Shapiro reported that the transition to digital and high-definition television has been highly successful, noting that more than 17 million digital television products have been sold since its inception. He said a full 86% of products sold are high-definition. He urged conference attendees and policy leaders to help accelerate the transition by supporting legislative efforts to set a hard date for an analog cut off, promoting DTV to consumers and supporting CEA’s proposal to accelerate the FCC’s mandate for manufacturers to include digital tuners in television sets 25″ and larger.

He also warned broadcasters, manufacturers and the ATSC to maintain the focus on completing the transition to digital and not to become sidetracked by misguided efforts that detract from providing consumers with HDTV.

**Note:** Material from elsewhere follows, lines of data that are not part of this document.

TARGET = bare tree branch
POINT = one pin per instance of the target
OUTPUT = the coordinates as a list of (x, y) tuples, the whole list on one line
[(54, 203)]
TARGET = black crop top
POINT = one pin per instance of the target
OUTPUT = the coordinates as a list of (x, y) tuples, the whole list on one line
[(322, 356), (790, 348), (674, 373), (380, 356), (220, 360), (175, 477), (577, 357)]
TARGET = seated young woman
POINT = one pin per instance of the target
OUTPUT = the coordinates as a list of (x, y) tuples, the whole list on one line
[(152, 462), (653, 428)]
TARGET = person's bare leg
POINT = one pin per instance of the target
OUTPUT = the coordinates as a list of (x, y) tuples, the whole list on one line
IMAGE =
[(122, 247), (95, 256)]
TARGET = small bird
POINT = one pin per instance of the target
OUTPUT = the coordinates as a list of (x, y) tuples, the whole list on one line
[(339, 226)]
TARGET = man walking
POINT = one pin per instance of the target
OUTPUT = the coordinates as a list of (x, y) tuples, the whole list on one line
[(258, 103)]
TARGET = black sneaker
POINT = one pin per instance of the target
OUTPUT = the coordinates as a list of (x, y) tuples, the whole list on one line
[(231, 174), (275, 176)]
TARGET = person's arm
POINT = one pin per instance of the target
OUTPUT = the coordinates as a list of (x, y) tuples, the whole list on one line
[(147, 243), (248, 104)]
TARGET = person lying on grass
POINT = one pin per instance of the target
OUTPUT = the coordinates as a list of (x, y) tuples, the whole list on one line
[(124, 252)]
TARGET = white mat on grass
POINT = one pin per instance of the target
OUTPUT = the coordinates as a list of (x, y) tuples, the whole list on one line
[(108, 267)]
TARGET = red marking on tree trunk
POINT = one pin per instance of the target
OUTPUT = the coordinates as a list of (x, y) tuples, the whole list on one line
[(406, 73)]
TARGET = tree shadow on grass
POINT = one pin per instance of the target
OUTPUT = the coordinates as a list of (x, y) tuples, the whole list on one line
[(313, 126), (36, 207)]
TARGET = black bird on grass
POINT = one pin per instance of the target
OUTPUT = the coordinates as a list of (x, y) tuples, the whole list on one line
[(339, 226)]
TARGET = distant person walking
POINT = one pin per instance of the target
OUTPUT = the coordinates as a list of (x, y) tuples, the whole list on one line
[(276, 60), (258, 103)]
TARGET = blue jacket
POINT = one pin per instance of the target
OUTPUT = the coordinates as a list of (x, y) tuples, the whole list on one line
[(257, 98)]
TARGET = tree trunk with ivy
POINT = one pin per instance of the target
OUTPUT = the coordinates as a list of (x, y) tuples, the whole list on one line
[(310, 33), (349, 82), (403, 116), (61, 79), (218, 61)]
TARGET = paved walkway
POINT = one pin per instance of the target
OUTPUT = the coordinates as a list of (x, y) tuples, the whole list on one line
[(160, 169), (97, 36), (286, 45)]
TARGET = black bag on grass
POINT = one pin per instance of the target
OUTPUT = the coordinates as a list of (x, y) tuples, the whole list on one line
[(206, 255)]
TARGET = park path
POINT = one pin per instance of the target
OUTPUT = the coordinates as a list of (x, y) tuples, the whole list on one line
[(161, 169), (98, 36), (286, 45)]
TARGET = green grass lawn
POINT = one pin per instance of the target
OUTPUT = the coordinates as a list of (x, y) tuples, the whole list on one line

“CEA continues to pressure the ATSC to avoid creating standards for standards sake, without first considering the business requirements of this work,” Shapiro said. “For example, the recent activities to develop Enhanced VSB (EVSB) standard have been a disappointment and a misguided endeavor. The false promise of EVSB will only serve to strand existing DTV products and lure broadcasters from providing what American consumers want – more HDTV.

“Furthermore, we strongly believe that standards should be created and decided upon by consensus, which did not occur in the development of EVSB. To be successful, standards like EVSB that have such a potentially broad impact must be embraced by all key players not solely by a simple majority. Standard setting processes like this force our industry to wonder, will all sets soon be mandated to have analog, digital and digital plus tuners? Where will the madness end?”

Shapiro concluded with a simple message, “Our message is not new – we all need to promote HDTV and free over-the-air broadcasting.”